My answer is usually a hearty, “no thank you.”
However, after some major prodding, I picked up the book and began reading, and what I read really surprised me. I found a book that not only had a unique setting, but had a different take on the dystopian genre completely.
The novel starts off ominously with the protagonist being lifted to an unknown destination. He has no idea who he is, where he’s from, or anything really. He only knows his name: Thomas. The lift opens and Thomas is introduced to the Glade — a community consisting of only teenage boys and surrounded with an air of mystery. The book then chronicles Thomas’ desperate attempt to understand the world he’s been dropped into and who he is, all the while battling Grievers (gross animatronic/mammalian creations), mutiny within the Glade and the ever-mysterious Creators who run the maze.

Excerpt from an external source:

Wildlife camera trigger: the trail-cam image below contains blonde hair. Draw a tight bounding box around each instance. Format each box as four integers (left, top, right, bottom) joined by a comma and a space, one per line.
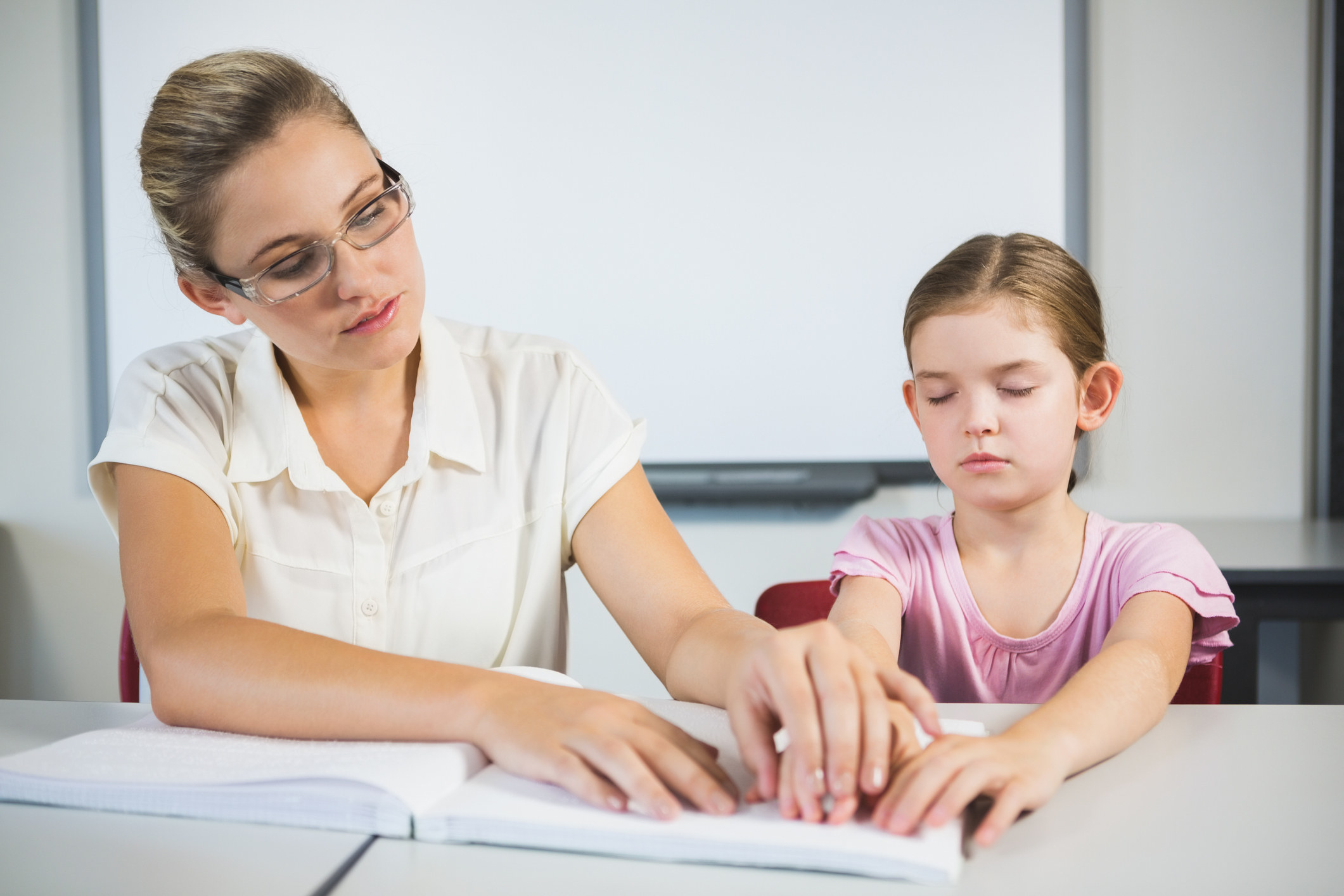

It truly is a thriller from start to finish.
What this book does really well, even to the point of frustration, is keep the reader in the dark. The fact that the protagonist has no idea what’s going on — the fact that no one really knows what is going on — lets you truly understand and relate to all of the boys.
However, what I really enjoyed about this book was how human it was. In a lot of the dystopian novels around today, the teens seem almost too perfect, too confident and too grownup, and they always have to prove themselves. In this novel, they argue, they fight, they fart, they cry and they sling incoherent insults at one another; they’re boys. Thomas never tries to prove himself, never aspires to be a leader; he simply aspires to be a good person and to survive, which proves to be more difficult than he first imagines.
If you’re not into constant action and want a more philosophical and slower paced book, this isn’t the book for you. If you’re not into an (almost) all male cast and prefer a broader one, this isn’t the book for you.
But if you want a book that keeps your pulse racing, if you want a book that makes you question authority and if you want a book that brings survival to a new level, this is exactly the book for you.